Helena Frank was descended from Jews; her grandfather was a Jew. It is abundantly clear that the first English translator of Yiddish literature into English is worth more than a passing (if warm) mention — a thorough study of her life is needed. It’s about time that a Jewish writer take on the task of using authentic documents to uncover the personality of this Christian — one who, in her own way, searched for, and partly found a way back to, her grandfather. She became interested in Hebrew and Yiddish as soon as it became clear to her that her grandfather was a Jew. It was then that she became drawn to Jews, and she found her way back to Hebrew and Yiddish through Bialik, Peretz, Reizen — in Hebrew and Yiddish. This in no way undermines the tale of the Whitechapel Jewish pastry, which was probably the first thing that whet her appetite for the Yiddish alefbeyz.
As we know from the introduction to her translations, Helen Frank admired Jewish spiritual treasures. It is fitting that, as I’ve said, her life ended with the completion of a work about the Bratslaver Rebbe.
In our time, there’s a shortcut to fame: publish a piece in an English newspaper or magazine in which you don’t just write, but rather proclaim that Yiddish is already extinct. If a young TV comedian pitches some messed-up Yiddish words, he becomes an instant celebrity—all the more so when he says that Yiddish was a jargon once spoken by the Jews. Having thrown this filthy stone into the the ever refreshing spring of Yiddish, the fellow feels that he’s really done something. In the pornographic book Portnoy’s Complaint, the shrewd author incorporated a dozen dirty adjectives that were supposed to demonstrate his knowledge of Yiddish. Instead he only exposed the pollution of the particular stream through which his own “Yiddish” words flow.
When such a young man—considered a “writer” in our time— throws a stone into our spring and his filthy words are in Yiddish…well then, as they say, not even ten sages could extricate that stone.
Among ourselves, we also have enough “experts” who “know” that Yiddish will soon be extinct.
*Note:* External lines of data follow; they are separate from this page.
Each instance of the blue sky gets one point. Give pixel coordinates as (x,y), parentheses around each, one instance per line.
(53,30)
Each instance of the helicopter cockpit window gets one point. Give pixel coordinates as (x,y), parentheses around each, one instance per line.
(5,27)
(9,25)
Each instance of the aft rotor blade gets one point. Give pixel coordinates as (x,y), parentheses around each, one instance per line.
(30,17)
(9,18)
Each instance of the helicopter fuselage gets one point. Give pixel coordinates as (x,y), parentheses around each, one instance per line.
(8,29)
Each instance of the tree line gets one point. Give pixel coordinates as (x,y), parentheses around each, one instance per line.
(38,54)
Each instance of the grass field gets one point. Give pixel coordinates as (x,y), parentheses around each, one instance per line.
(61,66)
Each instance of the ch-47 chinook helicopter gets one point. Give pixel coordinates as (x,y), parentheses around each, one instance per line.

They arm themselves with statistics. They even give long, well-prepared Yiddish speeches about the sure demise of Yiddish and the hopeless destiny of Yiddish literature. But the essential outrage of this common sentiment is that the tossed Yiddish stone is now wrapped in English letters. Therefore, it is worth contemplating how Yiddish letters aroused Helena Frank’s great admiration for Jewish treasures. When she introduced Yiddish literature to the wider world, the reputation of Yiddish was raised to new heights. It would be worthwhile to perpetuate the name of Helena Frank with a biographical work — an honor to her memory, and an honor for the future of Yiddish literature.